不動産の売買をする際、この記事を読む皆さんならどんな価格情報を参考にするだろうか。

調査結果によると、不動産投資でよく聞く「公示地価・基準地価」や「路線価・固定資産税評価額」を見るという人はそれぞれ20%台前半とやや低い数字をつけた。

最も高い割合となったのは、意外にも「知人・友人の話」(30.1%)で、次いで「不動産会社の広告」と「不動産会社や展示場を訪問して得る情報」(ともに29.4%)だった。

「不動産会社等のホームページ」(28.8%)、「不動産の取引価格情報」(26.6%)、「不動産の情報誌」(25.1%)と大差ない数字が続くことから、さまざまな媒体を参考にしている人が多いこともわかる。

また、非価格情報の取得については「周辺の公共施設等の立地状況・学区情報」が59.2%と最も高い結果に。「ハザードマップ等の災害に関する情報」や「住宅の維持保全に関する情報」を参考にする人も比較的多かった。

資産としての土地

土地を「資産」として考えるにあたってはどうか。

「土地は預貯金や株式などに比べて有利な資産か」との設問に対して、「そう思う」と回答した人は21.8%、「そうは思わない」が23.2%、「どちらともいえない」が35.5%という結果だった。

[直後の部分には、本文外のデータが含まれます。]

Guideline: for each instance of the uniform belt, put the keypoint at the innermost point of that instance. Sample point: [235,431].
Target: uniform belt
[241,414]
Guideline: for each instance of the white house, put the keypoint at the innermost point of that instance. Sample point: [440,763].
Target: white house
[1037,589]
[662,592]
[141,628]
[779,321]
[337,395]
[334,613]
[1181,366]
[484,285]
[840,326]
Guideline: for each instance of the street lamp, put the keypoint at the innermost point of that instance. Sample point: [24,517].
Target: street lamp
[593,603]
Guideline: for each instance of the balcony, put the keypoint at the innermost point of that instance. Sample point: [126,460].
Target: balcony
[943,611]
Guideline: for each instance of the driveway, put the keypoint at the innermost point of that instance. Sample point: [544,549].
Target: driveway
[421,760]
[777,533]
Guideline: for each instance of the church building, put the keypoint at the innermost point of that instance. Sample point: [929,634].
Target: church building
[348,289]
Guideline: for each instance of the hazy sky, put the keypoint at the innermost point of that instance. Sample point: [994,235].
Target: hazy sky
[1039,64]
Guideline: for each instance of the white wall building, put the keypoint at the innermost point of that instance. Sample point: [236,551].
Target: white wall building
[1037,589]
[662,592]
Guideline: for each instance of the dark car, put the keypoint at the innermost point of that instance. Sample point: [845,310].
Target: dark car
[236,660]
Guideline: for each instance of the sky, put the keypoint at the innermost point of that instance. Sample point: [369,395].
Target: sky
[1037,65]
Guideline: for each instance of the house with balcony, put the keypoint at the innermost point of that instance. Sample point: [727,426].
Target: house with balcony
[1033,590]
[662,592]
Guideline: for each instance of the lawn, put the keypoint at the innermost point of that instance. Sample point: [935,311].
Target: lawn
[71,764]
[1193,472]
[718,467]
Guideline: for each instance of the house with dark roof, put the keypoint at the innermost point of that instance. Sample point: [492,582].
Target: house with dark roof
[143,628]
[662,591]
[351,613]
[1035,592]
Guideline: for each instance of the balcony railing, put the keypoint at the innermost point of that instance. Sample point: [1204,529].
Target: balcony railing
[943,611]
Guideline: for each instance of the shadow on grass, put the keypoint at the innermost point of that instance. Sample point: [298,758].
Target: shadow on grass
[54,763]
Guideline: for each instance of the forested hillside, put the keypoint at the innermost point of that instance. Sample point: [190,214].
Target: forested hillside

回答の経年変化を見てみよう。コロナ禍に差し掛かり、景況の見通しが立ちにくくなったからであろうか、2020年度より「どちらともいえない」と回答する人の割合が大幅に上昇していることがわかる。

コロナ禍の影響が薄れつつある現在、資産として土地が有利だと考える人の割合も回復傾向を見せている。しかし、2024年1月から新NISA制度が始まったことで、市民の資産に対する考え方もまた変わっていくだろう。

この年に1度の「土地問題に関する国民の意識調査」の結果を参照することで、社会における不動産に対する考え方の一端を覗くことができる。

人口減少や空き家問題への意識、持ち家や賃貸に対する考え方の変化を見る資料の1つとして、頭に入れておいても良いのかもしれない。